Nomadic Turks introduced pickled cabbage into Poland and Hungary during the sixteenth and seventeenth centuries. In the early 1700's cabbage, pork, sausage, lentils and rye bread were the mainstay of Germany's hearty meals. An English chef of that period described the Northern European diet as "substantial and wholesome plenty."
On the Scandinavian table from the eighteenth century dating back to the time of the Vikings, cabbage played an important role. Because of the harsh winters they prepared their summer harvests with a focus on foods that could be smoked, dried, or salted. Cabbage along with beets, onions, apples, berries and nuts were some of the staples they stored for winter.
In the Middle Ages, vegetables, particularly leafy vegetables, were frowned upon and thought to be responsible for ill health. During this time cabbage, beans, onions, and garlic were the most common vegetables and each of them was attributed with the ability to produce "wind," acceptable in the company of commoners but certainly not in aristocratic circles. Cabbage, however, withstood the disparagement and retained its status as a reliable staple of the poor.
Cabbage in the form of sauerkraut was a familiar essential at the medieval table. Some historians believe that the idea of pickled cabbage was brought to Europe by the Tartars and developed into sauerkraut by the Celts who were cultivating the headed variety of cabbage around 200 BCE.
Sixteenth century writer Richard Burton certainly gave cabbage a very definitive thumbs down when he wrote, "Amongst herbs to be eaten I find gourds, cucumbers, coleworts, melons disallowed, but especially cabbage. It causeth trouble-some dreams and sends up black vapours to the brain . . ."

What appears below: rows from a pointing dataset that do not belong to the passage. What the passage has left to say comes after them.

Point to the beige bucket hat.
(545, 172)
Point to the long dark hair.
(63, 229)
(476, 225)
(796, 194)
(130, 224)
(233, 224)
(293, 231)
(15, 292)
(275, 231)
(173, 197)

Despite the many sixteenth and seventeenth century European explorers who brought back unique vegetables from the New World, vegetables in general were not highly regarded in Europe until the eighteenth century. In fact they were even thought to cause plague. The sale of plums, black cherries and cucumbers was actually forbidden during a seventeenth century plague epidemic.
In 1984 the Food and Agriculture Organization of the United Nations listed cabbage as one of the top twenty vegetables considered an important food source sustaining world population. Many countries of the world have incorporated cabbage as part of their national cuisine.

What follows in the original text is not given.